Step 5: Validate the Fix
Before presenting:
-
Syntax check: Ensure the generated code is syntactically valid.
-
Completeness check: Does the fix fully resolve the finding, or is it partial?
-
Side effect check: Could the fix break other functionality? Flag if so.
-
Regression check: Could the fix introduce a new vulnerability? (e.g., overly permissive allowlist).
Step 6: Present and Apply
Present the fix to the user:
Fix: <Finding ID> - <Title>
Severity: <severity> | CWE: <CWE-ID> | File: <path>
Root Cause
<1-2 sentence explanation>
Fix
<description of what the fix does>
- <old code>
+ <new code>
Additional Changes (if any)
- New import: <import statement>
- New dependency: <package>
(run <install command>
)
Then ask: "Apply this fix?" If the user confirms (or `--fix` flag was passed from a parent skill), use the Edit tool to apply the change.
### Step 7: Update Finding Record
After applying a fix:
1. Update the finding in `.appsec/findings.json` with status `fix-applied`.
2. Add `fix.applied_at` timestamp and `fix.diff` with the actual change made.
3. Inform the user to run `/appsec:verify` to confirm the fix resolves the issue.
## Output Format
Findings follow `../../shared/schemas/findings.md`. When outputting fixes:
- `fix.summary`: One-line description of the fix.
- `fix.diff`: Unified diff of the change.
- `metadata.tool`: `"fix"`
Finding ID prefix: **FIX** (e.g., `FIX-001`) for new findings discovered during fix analysis. Fixes to existing findings retain the original finding ID.
## Pragmatism Notes
- Prefer the simplest correct fix. A one-line parameterized query beats a custom sanitization function.

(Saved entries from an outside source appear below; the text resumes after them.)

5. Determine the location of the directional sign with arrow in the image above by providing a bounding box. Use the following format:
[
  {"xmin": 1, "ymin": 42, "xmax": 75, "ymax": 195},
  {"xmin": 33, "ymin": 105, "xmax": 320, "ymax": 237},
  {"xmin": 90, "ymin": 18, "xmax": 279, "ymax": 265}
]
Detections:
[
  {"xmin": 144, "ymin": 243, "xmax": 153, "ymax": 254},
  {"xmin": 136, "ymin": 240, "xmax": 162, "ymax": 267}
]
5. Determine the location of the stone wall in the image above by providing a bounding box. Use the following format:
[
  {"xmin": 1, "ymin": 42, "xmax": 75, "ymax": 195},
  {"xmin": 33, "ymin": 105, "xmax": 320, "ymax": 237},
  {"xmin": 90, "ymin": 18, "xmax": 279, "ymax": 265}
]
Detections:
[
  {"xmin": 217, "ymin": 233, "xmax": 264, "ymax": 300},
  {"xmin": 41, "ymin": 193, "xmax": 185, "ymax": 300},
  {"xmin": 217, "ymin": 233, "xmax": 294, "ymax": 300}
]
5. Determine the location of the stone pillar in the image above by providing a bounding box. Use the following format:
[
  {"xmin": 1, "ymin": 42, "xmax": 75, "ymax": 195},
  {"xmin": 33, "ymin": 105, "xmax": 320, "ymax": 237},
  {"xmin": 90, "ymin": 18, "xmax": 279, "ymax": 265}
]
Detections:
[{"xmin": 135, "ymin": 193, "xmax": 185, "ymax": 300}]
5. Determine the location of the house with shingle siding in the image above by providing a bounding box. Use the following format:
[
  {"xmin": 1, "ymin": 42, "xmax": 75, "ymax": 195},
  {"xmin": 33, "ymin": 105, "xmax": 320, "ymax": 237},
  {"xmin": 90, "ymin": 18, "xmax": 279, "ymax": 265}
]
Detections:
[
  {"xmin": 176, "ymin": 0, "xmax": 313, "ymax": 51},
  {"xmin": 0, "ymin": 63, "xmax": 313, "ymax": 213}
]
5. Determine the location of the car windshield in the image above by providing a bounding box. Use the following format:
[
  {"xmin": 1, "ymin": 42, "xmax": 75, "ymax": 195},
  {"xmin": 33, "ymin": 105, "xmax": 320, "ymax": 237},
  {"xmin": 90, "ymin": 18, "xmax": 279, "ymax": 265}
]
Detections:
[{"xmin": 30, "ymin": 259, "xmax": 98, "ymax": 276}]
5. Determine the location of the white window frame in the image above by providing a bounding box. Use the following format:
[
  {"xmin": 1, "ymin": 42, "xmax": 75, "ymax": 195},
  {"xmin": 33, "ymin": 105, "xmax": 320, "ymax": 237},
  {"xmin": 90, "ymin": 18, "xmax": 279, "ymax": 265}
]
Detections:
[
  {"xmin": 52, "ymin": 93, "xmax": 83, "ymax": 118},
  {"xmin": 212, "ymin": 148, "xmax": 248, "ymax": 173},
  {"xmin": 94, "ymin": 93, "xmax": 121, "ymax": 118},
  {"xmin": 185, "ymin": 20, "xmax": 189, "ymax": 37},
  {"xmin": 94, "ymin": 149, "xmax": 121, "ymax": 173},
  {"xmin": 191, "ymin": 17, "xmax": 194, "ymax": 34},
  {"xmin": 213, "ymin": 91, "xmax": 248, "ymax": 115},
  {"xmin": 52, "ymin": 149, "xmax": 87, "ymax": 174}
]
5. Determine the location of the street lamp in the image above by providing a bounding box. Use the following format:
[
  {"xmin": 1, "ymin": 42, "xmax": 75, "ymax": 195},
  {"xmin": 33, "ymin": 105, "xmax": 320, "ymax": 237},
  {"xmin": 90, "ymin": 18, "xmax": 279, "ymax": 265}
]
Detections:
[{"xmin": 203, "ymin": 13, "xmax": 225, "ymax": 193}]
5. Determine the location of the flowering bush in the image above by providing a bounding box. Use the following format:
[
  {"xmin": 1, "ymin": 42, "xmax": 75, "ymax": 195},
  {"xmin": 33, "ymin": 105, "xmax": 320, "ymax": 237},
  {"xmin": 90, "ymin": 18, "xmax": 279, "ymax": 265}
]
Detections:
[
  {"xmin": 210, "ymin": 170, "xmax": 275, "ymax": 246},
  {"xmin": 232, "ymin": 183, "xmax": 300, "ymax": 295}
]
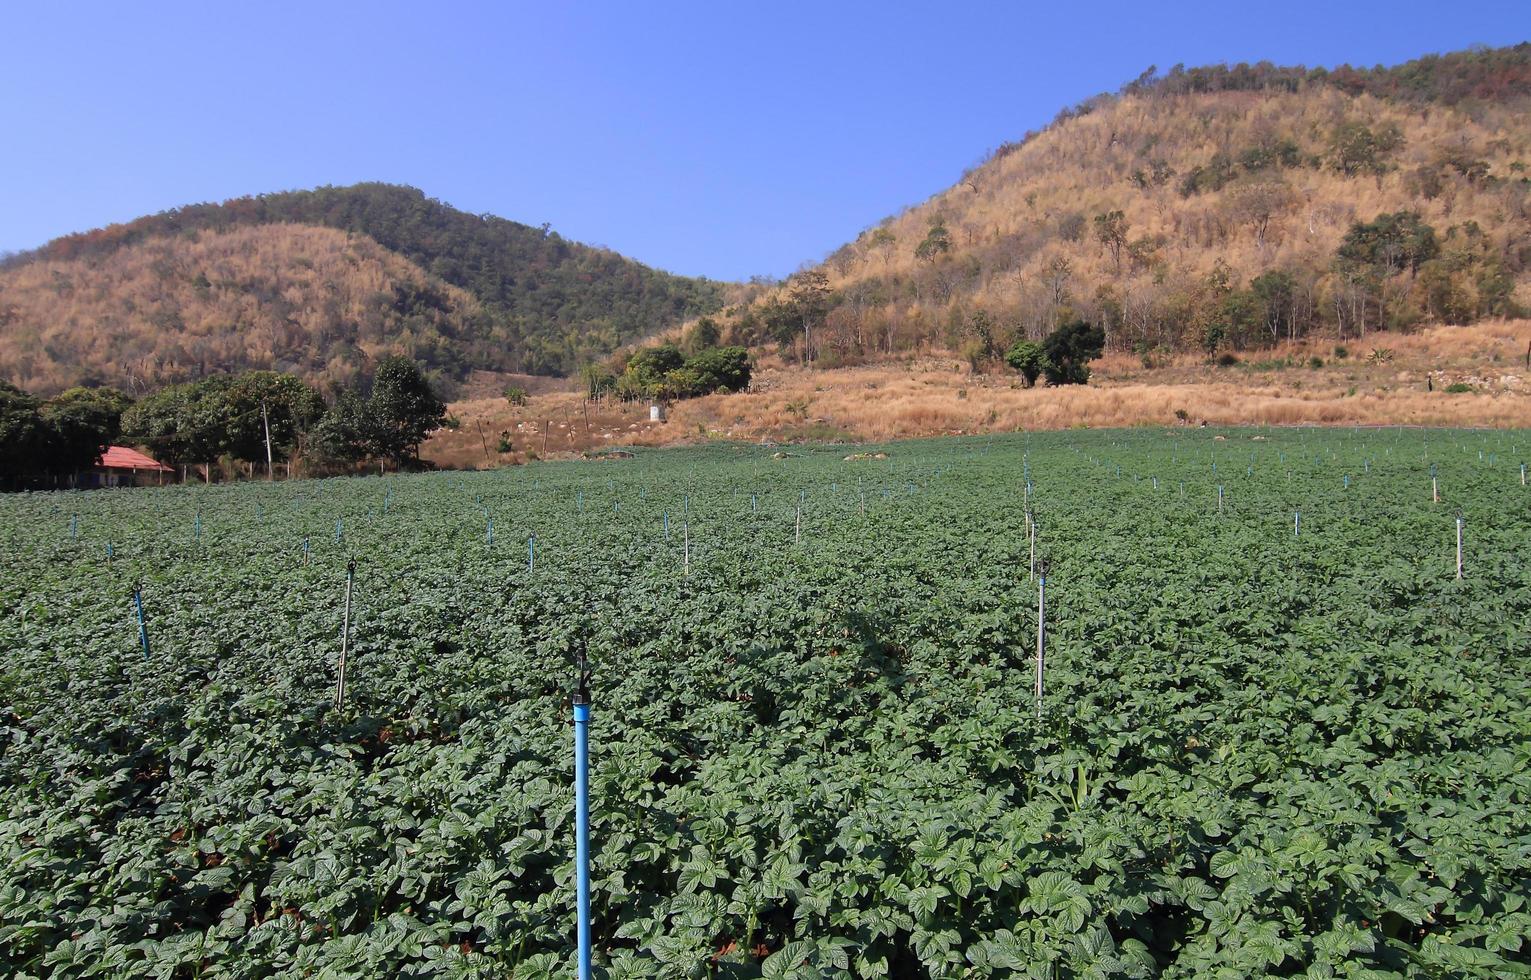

- If a framework provides a built-in security mechanism, use it rather than hand-rolling.
- When multiple fix strategies exist, prefer the one already used elsewhere in the codebase for consistency.
- If the fix requires an architectural change beyond a single file, describe the full change but only apply the immediate file-level fix. Note the broader change needed.
- Never generate fixes that simply suppress warnings or disable security features.
- If unsure about a fix's correctness, present it with caveats rather than applying silently.